May 10, 1996|By Mike James | Mike James,SUN STAFF
LIGNUM, Va. -- A dozen state troopers with police dogs returned to Alicia Showalter Reynolds' muddy gravesite yesterday, hoping to find clues her elusive killer may have left behind in a stark and forlorn landscape of logging trails and toppled pine trees near here.
Investigators said the identity of the killer -- believed to have abducted the Baltimore graduate student March 2 by posing as a motorist coming to her aid -- is still unknown.
They would not say whether the discovery of Reynolds' body Tuesday has brought them closer to an arrest.
"All I can say is that we've gotten 2,500 leads on this case, from all over the mid-Atlantic region," said Lucy Caldwell, a Virginia State Police spokeswoman.
Police and prosecutors continued to be tight-lipped with details and wouldn't say how Reynolds died or how long she had been dead. Her decomposed body was found 30 feet off a remote gravel road, about 15 miles southeast of where she last was seen.
Speculation among many in Lignum, a remote town of about 300 people with a rundown trailer for a post office, is that the killer is a local man familiar with the roads.
Route 681, the rural dirt road the killer would have traveled to dump Reynolds' body, is lined with houses for the first mile or so. Then it turns into timber territory, with the logging road appearing as a fork at a small clearing.
"He knew that there were deep woods down that road if you went far enough," said Lucy Howard, who accompanied a female friend to the post office yesterday. "It's giving everybody the creeps that he may be lurking around here somewhere, maybe looking for somebody else to get in that truck of his."
Police said they still do not know where the man lives. If he did live in Lignum or any of the surrounding rural communities, they said, then how could he keep from drawing attention to himself?
"If somebody in town saw his truck, which is plastered all over billboards in town, then they would have called it in," Caldwell said. "And if he stopped driving the truck and put it in his garage, somebody would have noticed that, too."
Reynolds, a fourth-year doctoral student in the Johns Hopkins University's pharmacology program, last was seen at the right ,, shoulder of southbound U.S. 29 near Culpeper, Va. She was getting into a dark-colored pickup truck with a man who apparently fooled her into thinking something was wrong with her car. Between January and March, the man is believed to have pulled over about 20 other women on U.S. 29, posing as a Good Samaritan, police said.
In all of the other cases, the man did not make any advances or harm the women, some of whom he even drove to nearby garages.
Investigators have theorized that the man seemed to be practicing or building up nerve for an attack on a woman. Forensic experts have told police that they believe the man is predatory, psychopathic and likely to try similar attacks.

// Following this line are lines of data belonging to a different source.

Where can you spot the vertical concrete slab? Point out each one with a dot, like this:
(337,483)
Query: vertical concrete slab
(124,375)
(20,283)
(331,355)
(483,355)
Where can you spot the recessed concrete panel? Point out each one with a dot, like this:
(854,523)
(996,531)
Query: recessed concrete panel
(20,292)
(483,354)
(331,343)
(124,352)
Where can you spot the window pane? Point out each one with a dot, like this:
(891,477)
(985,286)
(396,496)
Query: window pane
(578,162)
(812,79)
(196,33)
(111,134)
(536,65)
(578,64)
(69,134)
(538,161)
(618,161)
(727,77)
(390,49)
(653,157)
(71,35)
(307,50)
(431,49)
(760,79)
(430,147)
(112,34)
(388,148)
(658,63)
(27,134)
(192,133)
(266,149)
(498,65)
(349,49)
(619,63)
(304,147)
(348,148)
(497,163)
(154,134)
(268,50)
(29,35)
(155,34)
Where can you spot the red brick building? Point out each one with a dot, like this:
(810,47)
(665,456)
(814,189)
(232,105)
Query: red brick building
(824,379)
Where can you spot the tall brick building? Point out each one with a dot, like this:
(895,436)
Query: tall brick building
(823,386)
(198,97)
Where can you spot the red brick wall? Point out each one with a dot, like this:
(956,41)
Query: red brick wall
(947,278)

The discovery of Reynolds' body was fortuitous for police, because the killer had partially covered the body in an area that loggers later cleared of trees. A worker found the body after spotting buzzards circling above. Police said that had the area not been cleared, it may have been years before anyone found the body.
Reynolds' husband and parents said they needed time alone together yesterday in Harrisonburg, Va. Yesterday, Gary Close, the commonwealth's attorney for Culpeper County, said he walked along the logging road and looked at the spot where Reynolds' body laid for nine weeks.
Close would be the prosecuting attorney if a suspect is found.